# HEALINGS FLOUR MILL. TEWKESBURY, Nov '12



## perjury saint (Nov 21, 2012)

*'Healings Flour Mill, Tewkesbury'​*
*This splendid old girldates back to 1865 and was once considered to be the largest and most modern flour mill in the world! 
Grain was brought in by road, rail and river, it must have been a major hive of activity at the height of its production.
However, the mill closed its doors in November 2006 after 140 years of milling!
It has recently been sold to the 'St Francis Group' who prepare sites for 'redevelopment.'​*




*Visited after a 'no go' in Cheltenham on the off chance that she was open and bugger me she was!!
A really fascinating splore, so much amazing machinery and pipe work, most of it looking like its hardly been used! Mmmmm... Shiny!!
Hope you enjoy the pics as much as I enjoyed takin 'em...​*





























































































​
*As always, thanks for lookin'...​*


----------



## UE-OMJ (Nov 21, 2012)

Blinding report, and yes that is a lot of pipes! Great photos.


----------



## flyboys90 (Nov 21, 2012)

Awesome!and all that kit what a find,great photos thanks for sharing.


----------



## Judderman62 (Nov 21, 2012)

that is rather nice sir


----------



## birdinanaviary (Nov 21, 2012)

Whoop excellent set
Interesting to see her open again 
Thanks!


----------



## Silent Hill (Nov 21, 2012)

It's been a while since the old gal popped up. Very nice mate,and well done for getting in. Pipeage porn


----------



## night crawler (Nov 21, 2012)

Very nice, do like a bit of industry.


----------



## daftoldgit (Nov 22, 2012)

Looks like an ace one, shame the developers have got their hands on it.


----------



## perjury saint (Nov 23, 2012)

daftoldgit said:


> Looks like an ace one, shame the developers have got their hands on it.

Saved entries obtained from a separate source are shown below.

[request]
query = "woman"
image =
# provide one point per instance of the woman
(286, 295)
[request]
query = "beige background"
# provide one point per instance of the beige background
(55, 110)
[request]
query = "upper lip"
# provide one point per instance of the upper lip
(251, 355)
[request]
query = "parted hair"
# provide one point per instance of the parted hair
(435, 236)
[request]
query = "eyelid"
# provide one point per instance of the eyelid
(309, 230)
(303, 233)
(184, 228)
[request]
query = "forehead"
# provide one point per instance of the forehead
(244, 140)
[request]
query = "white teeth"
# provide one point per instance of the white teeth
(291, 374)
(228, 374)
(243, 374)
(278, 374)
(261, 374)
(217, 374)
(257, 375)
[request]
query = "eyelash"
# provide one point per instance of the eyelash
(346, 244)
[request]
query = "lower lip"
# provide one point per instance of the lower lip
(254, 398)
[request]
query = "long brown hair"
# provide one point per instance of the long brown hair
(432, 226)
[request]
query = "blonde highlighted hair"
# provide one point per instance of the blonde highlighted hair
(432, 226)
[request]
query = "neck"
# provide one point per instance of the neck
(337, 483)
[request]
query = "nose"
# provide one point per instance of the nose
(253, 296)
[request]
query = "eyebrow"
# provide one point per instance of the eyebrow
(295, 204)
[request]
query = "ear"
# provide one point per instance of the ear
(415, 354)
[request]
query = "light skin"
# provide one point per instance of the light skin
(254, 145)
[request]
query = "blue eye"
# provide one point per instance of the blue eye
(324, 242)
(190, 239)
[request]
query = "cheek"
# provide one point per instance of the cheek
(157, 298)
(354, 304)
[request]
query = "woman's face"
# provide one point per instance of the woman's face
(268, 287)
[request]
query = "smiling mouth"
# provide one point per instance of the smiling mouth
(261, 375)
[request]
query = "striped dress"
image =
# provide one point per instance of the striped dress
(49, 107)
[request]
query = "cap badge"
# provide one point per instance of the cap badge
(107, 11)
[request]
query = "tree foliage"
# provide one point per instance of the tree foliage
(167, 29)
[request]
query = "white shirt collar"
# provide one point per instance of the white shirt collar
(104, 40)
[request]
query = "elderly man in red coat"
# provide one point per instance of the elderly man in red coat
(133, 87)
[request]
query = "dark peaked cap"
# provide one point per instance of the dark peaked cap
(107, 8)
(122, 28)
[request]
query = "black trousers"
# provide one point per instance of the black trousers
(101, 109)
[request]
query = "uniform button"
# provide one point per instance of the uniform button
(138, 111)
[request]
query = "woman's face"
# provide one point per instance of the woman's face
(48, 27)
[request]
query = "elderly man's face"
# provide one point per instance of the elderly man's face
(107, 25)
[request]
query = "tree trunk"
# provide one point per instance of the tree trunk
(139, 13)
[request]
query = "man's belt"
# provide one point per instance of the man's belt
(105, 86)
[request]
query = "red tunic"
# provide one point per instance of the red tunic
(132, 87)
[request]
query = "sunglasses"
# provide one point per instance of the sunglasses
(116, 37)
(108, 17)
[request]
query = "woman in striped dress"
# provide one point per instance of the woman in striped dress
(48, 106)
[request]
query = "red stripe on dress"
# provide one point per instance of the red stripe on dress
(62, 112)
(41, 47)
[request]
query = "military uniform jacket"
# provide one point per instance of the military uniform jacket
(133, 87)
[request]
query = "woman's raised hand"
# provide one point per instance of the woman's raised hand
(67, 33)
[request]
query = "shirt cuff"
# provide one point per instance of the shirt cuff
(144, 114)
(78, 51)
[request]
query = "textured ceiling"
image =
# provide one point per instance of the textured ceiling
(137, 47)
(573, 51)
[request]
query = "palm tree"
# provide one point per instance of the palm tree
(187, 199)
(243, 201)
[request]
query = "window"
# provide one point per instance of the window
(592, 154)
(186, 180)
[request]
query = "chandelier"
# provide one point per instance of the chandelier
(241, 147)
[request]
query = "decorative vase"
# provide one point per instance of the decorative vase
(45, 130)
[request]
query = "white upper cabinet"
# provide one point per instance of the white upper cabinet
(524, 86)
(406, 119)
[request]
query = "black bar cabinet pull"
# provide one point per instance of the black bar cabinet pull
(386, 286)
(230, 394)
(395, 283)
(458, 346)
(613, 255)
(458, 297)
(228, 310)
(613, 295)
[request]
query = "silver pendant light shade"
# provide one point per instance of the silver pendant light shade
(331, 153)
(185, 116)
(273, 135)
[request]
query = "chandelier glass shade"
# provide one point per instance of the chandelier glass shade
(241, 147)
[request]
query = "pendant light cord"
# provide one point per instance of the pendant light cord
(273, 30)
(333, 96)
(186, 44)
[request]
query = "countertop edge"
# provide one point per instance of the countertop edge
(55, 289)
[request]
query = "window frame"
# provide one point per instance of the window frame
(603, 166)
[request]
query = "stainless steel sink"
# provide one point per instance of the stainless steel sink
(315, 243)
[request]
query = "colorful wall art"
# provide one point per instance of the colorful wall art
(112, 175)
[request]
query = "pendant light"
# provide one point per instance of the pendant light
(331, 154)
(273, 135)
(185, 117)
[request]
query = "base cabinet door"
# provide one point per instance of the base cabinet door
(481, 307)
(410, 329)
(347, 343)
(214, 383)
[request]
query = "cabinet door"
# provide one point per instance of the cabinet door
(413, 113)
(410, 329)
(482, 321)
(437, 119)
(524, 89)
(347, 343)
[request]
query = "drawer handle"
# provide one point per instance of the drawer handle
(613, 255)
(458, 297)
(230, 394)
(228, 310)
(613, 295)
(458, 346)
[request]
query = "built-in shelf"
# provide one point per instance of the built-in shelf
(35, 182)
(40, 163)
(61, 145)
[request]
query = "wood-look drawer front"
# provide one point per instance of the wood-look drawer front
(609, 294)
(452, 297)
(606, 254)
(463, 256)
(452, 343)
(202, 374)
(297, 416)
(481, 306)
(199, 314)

*I guess its better redeveloped than left to be smashed up and stripped...*


----------



## nelly (Nov 25, 2012)

Excellent report!!


----------



## Ninja Kitten (Nov 25, 2012)

good one tink!! you best be ready for the return of your captain this weekend...time to christen the splore queen i say...


----------



## mookster (Nov 25, 2012)

Went along today....no getting in because the entire site was under about a foot of water! Few photos in the general photos thread....


----------



## perjury saint (Nov 25, 2012)

Ninja Kitten said:


> good one tink!! you best be ready for the return of your captain this weekend...time to christen the splore queen i say...



*HURRAH AND HUZZAH!! Welcome back Captain! Able seaman Saint ready for the next mission! *


----------



## perjury saint (Nov 25, 2012)

mookster said:


> Went along today....no getting in because the entire site was under about a foot of water! Few photos in the general photos thread....



*Damn! That SUCKS!! *


----------



## steve2109 (Nov 26, 2012)

looks pristine and ready to open again ! lovely photos mate, cheers


----------



## Mars Lander (Nov 27, 2012)

Wowser great images and report for sure , been here twice both times flooded so no access damn it.


----------



## Stussy (Nov 27, 2012)

Wow amazing, never seen this one before! Excellent pics!


----------



## sue blackeagle (Nov 27, 2012)

Loved This Place & Its Great To see It appear again, also pleased its not been chavved up 
Cool report


----------



## Ratters (Nov 27, 2012)

Nice report.

Visited here back in the summer but it just didn't inspire me. Think I took about 4 photos


----------



## neill (Nov 28, 2012)

I was looking at this place just a day or so ago, with the flood waters lapping at it's base. Tewkesbury has a number of places to 'do'.

N.


----------